Lviv has been selected for an experimental Ukrainian project to build municipal social housing. The program is designed to create ready-to-live apartments that will remain in community ownership and be offered for preferential rent to people whose housing needs are linked to war, social vulnerability or critical public work.
Five communities passed the selection out of twenty five applicants: Lviv, Zhytomyr, Mykolaiv, Kremenchuk and Kropyvnytskyi. The selected projects still need approval from the Ministry of Finance before implementation can move forward.
Who the housing is for
The model targets internally displaced people, veterans, large families, people with disabilities and workers in social or critical infrastructure. For local authorities, this is a way to move from emergency accommodation toward a more stable rental model that can support integration, employment and municipal planning.

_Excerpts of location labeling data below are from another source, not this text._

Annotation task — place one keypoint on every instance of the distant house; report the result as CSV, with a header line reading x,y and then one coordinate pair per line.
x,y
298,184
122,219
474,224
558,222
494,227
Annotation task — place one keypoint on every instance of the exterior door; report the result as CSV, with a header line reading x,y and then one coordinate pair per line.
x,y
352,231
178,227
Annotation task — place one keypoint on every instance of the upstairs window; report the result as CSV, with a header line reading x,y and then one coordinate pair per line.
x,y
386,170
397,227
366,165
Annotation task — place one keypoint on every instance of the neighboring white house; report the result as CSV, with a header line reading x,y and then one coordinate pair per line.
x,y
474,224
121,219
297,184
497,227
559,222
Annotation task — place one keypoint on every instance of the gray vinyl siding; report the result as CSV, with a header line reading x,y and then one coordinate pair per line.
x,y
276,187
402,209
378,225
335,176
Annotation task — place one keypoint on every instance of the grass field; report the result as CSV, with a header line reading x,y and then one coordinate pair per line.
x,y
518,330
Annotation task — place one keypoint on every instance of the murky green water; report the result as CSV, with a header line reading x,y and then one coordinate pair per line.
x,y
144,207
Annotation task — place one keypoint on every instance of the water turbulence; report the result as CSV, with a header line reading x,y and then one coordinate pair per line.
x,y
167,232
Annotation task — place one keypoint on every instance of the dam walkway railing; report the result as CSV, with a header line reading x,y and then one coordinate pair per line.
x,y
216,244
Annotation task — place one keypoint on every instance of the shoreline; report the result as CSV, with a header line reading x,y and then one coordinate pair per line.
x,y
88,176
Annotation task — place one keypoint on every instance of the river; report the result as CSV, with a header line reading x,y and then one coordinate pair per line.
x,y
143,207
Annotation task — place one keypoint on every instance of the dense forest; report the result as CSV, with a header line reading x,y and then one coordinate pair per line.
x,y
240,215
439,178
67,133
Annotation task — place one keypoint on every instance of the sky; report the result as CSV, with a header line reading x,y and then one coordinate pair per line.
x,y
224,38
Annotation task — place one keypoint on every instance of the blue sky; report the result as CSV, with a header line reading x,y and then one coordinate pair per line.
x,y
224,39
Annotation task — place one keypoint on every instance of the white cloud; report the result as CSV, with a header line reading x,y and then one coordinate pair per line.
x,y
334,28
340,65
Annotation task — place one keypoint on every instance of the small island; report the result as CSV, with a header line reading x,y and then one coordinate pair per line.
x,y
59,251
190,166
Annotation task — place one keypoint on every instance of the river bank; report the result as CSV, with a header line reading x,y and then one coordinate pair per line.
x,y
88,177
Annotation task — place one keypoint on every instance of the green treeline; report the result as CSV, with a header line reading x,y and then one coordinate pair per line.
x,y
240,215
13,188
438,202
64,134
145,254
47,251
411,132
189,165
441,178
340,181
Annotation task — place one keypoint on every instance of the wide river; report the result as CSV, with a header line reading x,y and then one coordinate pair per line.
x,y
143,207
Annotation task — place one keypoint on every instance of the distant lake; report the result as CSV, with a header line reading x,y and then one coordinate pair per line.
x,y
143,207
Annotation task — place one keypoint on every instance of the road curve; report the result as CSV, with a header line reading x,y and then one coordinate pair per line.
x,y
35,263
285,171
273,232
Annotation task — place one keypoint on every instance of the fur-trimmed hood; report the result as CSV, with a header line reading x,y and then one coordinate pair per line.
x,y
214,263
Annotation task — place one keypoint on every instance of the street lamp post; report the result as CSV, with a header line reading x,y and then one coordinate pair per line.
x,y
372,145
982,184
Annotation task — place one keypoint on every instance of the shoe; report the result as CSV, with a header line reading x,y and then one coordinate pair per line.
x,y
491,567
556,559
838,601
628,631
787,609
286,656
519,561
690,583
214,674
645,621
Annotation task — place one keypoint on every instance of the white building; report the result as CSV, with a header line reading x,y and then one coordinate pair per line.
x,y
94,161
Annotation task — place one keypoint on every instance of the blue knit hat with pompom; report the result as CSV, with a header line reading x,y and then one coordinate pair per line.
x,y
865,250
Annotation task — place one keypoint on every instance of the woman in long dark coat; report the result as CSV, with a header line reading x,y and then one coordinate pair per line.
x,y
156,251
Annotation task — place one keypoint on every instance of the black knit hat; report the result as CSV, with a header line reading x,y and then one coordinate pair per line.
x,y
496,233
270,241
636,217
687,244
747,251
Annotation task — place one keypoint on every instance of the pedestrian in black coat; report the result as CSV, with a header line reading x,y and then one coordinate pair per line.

The project is expected to be financed by the European Investment Bank and the European Commission. The overall program is valued at one hundred million euros, with half structured as a grant and half as a long-term loan with a grace period. For Ukraine, this makes the pilot not only a housing initiative, but also a test of how European financing can support social infrastructure.
Communities were assessed using sixteen criteria grouped around technical and land readiness, access to infrastructure, financial capacity and demographic need. That selection logic matters because social housing fails when it is built far from transport, schools, health services or employment.
For Lviv, which has absorbed many displaced residents since the start of the full-scale war, the project could become a practical tool for reducing pressure on the private rental market. If the pilot works, it may shape a broader municipal housing policy for Ukrainian cities that need predictable, transparent and socially targeted rental options.